Personal information
- Date of birth: 3 August 2001 (age 24)
- Place of birth: Fez, Morocco
- Height: 1.81 m (5 ft 11 in)
- Position: Centre-back

Team information
- Current team: IR Tanger
- Number: 77

Youth career
- –2021: Maghreb de Fès

Senior career*
- Years: Team / Apps / (Gls)
- 2021–2023: Maghreb de Fès / 35 / (3)
- 2023–2024: FUS Rabat / 24 / (0)
- 2025–: IR Tanger / 8 / (0)

International career^{‡}
- 2021: Morocco U20 / 1 / (0)
- 2023–: Morocco U23 / 1 / (0)

= Bilal El Ouadghiri =

Moroccan footballer (born 2001)

Bilal El Ouadghiri (بلال الودغيري; born 3 August 2001) is a Moroccan professional footballer who plays as a centre-back for IR Tanger.

==Club career==
El Ouadghiri was born in Fez, Morocco and joined the MAS de Fes training center at a young age. He was trained at the same time as his teammates Salaheddine Alami and Hamza El Janati.

During the 2020–21 season, El Ouadghiri came into play on 19 April 2021 and played his first minutes as a professional with Maghreb de Fès against Chabab Mohammédia, coming into play in place of Karim El Oualadi in the 66th minute (draw, 1-1). During that season, he only played one match and ended his year in seventh place in the Botola Pro rankings.

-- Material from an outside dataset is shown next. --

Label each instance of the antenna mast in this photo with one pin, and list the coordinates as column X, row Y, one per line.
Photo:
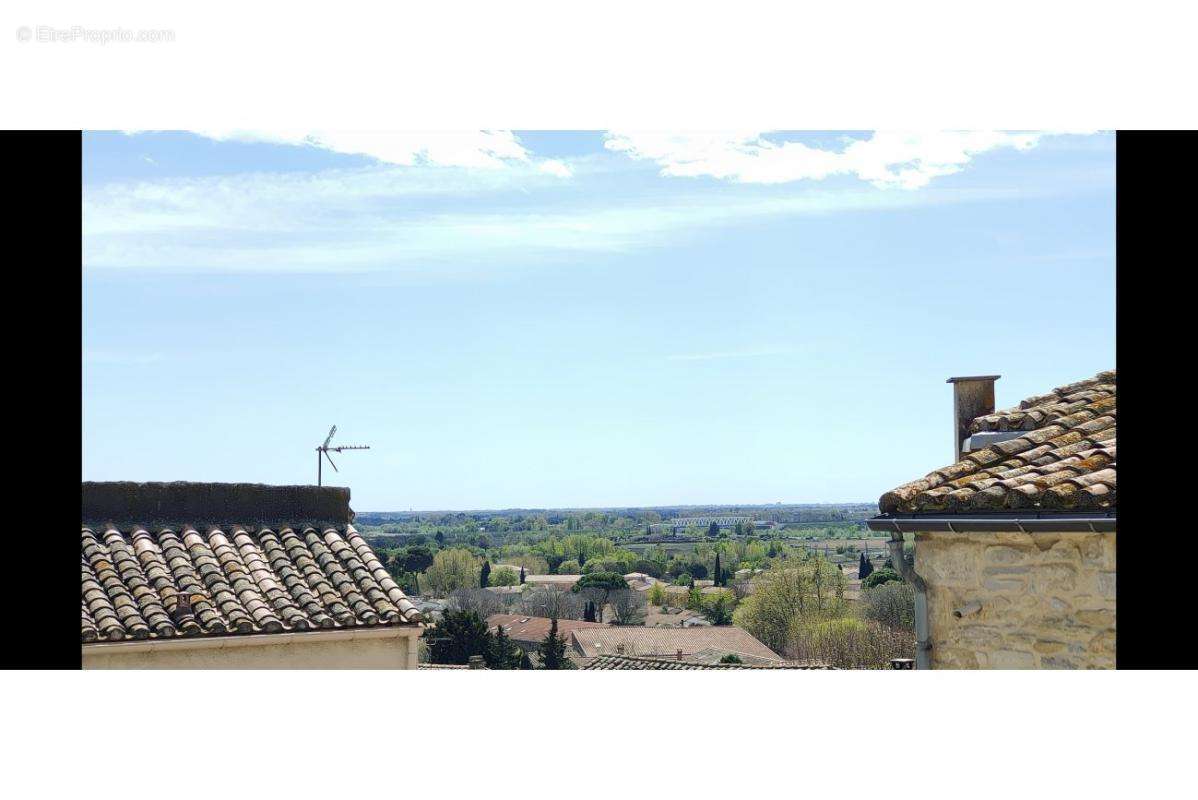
column 325, row 449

During the 2021–22 season, El Ouadghiri established himself as a key player and received his first start at home on 25 December 2021, against IR Tanger (victory, 2–1). On 15 May 1202, he scored his first own goal against Chabab Mohammédia (victory, 1–3).

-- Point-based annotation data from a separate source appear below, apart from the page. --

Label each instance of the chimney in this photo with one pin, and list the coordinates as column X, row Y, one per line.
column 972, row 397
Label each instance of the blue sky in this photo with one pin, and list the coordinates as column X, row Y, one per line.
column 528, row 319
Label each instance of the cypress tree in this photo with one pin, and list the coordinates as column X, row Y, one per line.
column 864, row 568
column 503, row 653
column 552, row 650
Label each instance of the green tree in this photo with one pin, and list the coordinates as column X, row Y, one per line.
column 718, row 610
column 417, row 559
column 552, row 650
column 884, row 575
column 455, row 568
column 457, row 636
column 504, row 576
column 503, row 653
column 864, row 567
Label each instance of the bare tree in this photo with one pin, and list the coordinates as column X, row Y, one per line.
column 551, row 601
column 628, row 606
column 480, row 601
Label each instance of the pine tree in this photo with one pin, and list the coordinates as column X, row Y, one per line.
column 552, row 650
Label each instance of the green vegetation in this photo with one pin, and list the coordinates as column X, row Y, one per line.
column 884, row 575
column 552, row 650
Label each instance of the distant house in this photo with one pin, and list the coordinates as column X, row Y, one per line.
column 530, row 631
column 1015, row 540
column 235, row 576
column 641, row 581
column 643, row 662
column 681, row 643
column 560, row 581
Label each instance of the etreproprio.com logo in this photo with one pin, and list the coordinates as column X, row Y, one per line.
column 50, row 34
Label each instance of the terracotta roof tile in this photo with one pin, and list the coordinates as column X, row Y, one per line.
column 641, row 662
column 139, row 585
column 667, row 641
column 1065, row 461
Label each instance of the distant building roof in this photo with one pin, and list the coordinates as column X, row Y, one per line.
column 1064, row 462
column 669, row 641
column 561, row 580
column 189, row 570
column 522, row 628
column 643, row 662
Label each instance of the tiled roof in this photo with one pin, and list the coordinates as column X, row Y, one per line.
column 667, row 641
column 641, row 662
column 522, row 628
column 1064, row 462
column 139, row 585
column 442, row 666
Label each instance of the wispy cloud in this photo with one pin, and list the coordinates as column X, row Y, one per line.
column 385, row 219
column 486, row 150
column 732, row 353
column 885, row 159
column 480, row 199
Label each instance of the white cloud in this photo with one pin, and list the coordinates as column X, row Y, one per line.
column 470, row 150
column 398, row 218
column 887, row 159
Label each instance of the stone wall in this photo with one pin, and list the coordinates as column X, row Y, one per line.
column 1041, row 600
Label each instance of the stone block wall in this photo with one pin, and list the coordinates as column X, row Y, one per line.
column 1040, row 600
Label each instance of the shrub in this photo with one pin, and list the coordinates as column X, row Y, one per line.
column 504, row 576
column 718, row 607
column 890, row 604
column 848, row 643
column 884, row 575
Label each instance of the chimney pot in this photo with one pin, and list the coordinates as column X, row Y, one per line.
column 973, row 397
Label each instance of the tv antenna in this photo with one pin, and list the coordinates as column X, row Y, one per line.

On 18 January 2023, El Ouadghiri scored his first professional goal against AS FAR (defeat, 2–1).

==International career==
On 21 March 2021, El Ouadghiri received his first call-up to the national team for a training camp in Saïdia with the Morocco U-20 team under the leadership of manager Zakaria Aboub.

On 3 October 2021, El Ouadghiri was on the list of those called up for the Morocco U-23 team managed by Hicham Dmiai for a training camp at the Maâmora Sports Centre in Salé.

On 22 March 2023, El Ouadghiri joined Morocco U-23 under new manager Issame Charaï for a friendly match against Ivory Coast in Rabat as part of the preparations for the U-23 Africa Cup of Nations which took place in Morocco in 2023. During this match, he started but conceded three goals (defeat, 2–3). Two days later, he appeared on the bench during a new friendly match against Togo, making no appearance (victory, 2–0).

Ayman El Wafi withdrew from the 2024 Summer Olympics on 9 July 2024 after his club refused to release him, and El Ouadghiri was called up to replace him.